Mika Ferris ('07 M.F.A.) biography
After receiving his bachelor's degree in film studies from the University of California at Santa Barbara, Mika Ferris worked as a freelance camera operator on film crews for nine years. But he kept remembering an undergraduate course he had taken in documentary film and a professor who had produced documentaries.
"I like what the medium allows you to do, and I like smaller production crews," says Ferris, who received his master of fine arts degree in documentary film from UNT in May.
Bramblitt, a film he created as a student, has received numerous awards. The film, which tells the story of UNT English major John Bramblitt and the technique he developed to paint after losing his sight, was a finalist in the 2006 Angelus Awards. The awards honor films that respect the dignity of humans and reflect the triumph of the human spirit. Bramblitt was also a finalist for the top documentary prize at the 2006 NextFrame Student Film Festival. The festival is sponsored by the University Film and Video Association and recognized as the world's premiere festival for showcasing student work.
In addition, Bramblitt received a Special Contribution-Individual award from the Barbara Jordan Media Awards. Presented by the Governor's Committee on People with Disabilities, the awards recognize films, photos, articles and television news stories that accurately and progressively portray people with disabilities.

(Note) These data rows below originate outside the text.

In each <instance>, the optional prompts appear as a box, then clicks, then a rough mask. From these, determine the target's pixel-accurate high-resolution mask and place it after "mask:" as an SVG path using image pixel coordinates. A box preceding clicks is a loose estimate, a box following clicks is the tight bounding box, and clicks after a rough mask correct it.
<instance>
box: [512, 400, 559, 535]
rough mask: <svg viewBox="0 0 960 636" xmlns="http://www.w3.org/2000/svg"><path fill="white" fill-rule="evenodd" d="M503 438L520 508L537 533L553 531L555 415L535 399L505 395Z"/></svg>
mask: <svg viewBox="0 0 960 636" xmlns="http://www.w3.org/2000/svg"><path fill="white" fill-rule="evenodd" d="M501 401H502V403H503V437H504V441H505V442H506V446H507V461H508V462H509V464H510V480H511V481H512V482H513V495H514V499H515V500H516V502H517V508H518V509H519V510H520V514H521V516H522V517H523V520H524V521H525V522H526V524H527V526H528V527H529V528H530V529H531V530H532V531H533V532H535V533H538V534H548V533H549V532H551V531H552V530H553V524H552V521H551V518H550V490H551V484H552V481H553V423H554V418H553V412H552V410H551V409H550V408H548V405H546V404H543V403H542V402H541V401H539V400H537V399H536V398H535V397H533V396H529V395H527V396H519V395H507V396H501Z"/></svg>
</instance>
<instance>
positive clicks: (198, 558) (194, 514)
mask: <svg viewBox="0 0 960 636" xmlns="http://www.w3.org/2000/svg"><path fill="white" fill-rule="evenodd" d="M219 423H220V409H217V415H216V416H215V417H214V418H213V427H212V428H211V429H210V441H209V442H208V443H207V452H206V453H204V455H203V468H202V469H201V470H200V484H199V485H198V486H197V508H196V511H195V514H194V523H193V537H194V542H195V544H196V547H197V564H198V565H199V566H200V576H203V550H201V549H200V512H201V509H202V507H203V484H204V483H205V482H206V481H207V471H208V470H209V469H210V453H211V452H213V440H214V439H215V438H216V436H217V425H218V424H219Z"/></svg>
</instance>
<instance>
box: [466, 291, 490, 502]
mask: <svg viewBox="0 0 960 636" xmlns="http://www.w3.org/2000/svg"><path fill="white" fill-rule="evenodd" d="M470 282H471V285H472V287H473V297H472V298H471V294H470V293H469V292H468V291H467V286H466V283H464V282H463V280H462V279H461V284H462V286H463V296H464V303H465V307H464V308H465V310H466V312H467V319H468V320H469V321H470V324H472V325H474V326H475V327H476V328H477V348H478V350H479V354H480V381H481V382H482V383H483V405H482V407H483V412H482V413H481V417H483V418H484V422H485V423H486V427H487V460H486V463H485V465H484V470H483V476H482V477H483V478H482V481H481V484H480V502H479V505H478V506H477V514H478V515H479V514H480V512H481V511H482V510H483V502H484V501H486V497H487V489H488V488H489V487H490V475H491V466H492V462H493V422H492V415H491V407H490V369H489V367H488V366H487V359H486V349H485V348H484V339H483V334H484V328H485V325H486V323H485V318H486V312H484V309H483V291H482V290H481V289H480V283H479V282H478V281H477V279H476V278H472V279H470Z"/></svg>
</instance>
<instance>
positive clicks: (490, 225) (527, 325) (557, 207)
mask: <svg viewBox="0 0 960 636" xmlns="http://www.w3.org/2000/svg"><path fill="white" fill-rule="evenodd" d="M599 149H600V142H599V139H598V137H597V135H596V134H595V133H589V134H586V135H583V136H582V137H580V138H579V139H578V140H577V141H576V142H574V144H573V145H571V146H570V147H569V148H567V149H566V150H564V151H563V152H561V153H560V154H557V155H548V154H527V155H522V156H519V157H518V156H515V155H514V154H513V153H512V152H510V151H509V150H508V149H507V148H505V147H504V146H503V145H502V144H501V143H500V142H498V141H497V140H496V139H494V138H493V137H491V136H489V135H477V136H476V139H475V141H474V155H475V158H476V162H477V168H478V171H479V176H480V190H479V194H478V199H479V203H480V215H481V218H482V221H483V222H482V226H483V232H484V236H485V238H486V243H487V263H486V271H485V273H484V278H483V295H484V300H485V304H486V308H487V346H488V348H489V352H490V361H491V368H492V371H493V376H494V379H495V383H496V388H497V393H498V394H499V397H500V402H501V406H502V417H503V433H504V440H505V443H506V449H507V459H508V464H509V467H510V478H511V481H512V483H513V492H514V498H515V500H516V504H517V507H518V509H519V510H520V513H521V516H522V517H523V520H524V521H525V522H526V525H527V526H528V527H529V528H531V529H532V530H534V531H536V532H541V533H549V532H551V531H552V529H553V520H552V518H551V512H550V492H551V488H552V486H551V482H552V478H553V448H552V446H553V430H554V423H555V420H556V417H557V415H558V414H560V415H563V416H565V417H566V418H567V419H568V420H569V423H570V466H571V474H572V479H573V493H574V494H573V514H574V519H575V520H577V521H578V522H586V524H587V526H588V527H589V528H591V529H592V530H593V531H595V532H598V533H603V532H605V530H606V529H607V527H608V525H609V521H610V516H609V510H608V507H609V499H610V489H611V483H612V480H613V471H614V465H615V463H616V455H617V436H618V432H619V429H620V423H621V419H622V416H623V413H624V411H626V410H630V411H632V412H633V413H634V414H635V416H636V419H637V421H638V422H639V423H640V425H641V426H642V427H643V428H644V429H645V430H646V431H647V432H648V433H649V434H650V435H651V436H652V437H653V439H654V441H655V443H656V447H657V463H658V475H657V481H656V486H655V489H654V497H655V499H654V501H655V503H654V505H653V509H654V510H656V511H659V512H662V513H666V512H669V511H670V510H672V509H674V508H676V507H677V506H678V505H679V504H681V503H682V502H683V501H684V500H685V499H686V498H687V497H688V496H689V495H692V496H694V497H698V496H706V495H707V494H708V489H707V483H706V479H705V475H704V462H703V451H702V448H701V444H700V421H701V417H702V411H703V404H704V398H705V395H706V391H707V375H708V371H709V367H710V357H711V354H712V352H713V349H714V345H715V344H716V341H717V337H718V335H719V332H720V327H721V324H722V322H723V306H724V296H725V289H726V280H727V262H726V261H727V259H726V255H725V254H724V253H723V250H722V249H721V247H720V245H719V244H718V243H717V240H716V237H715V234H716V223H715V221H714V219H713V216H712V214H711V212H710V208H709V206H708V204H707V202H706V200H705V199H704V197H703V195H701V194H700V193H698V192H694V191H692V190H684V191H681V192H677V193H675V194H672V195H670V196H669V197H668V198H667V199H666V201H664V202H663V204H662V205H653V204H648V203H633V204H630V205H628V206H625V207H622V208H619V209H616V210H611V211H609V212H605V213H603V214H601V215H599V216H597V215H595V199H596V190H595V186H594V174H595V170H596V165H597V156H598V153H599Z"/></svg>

Ferris created the film after reading a newspaper story about Bramblitt, who became blind in 2001 and began painting a few years later although he'd never taken an art class. Bramblitt begins a painting by using puffy paint to draw an outline of an object and memorizing where the object is on the canvas. After priming the canvas with white latex paint, he feels the raised lines of the paint and paints between them.
"I thought his story was a really great story and would translate into a powerful film," Ferris says. "I wanted to visually illustrate the process that he created to paint. He uses the same technique of memorizing where everything is to help him in his life outside of painting."
Ferris filmed Bramblitt creating a painting of a storm from beginning to end.
"I was surprised to see that he's able to distinguish different colors of paint based on the textures," Ferris says. "He has a great tactile sense."
For his thesis film, Ferris turned to his hometown of New Orleans for a subject. He focused on "Mama Dee" — Dyan French Cole, a longtime activist in New Orleans' Seventh Ward who turned her home into a local office and collection point for the People's Hurricane Relief Fund and Reconstruction Project after Hurricane Katrina.
With his M.F.A. in hand, Ferris planned to return to New Orleans this summer to work in film production and possibly teach. He says he feels he's "progressed as a filmmaker" during his three years in UNT's program.
"We had a tremendous amount of time to be engaged in production and use the equipment. I had a background in the technical aspects of working a camera, but I learned how to be creative," he says.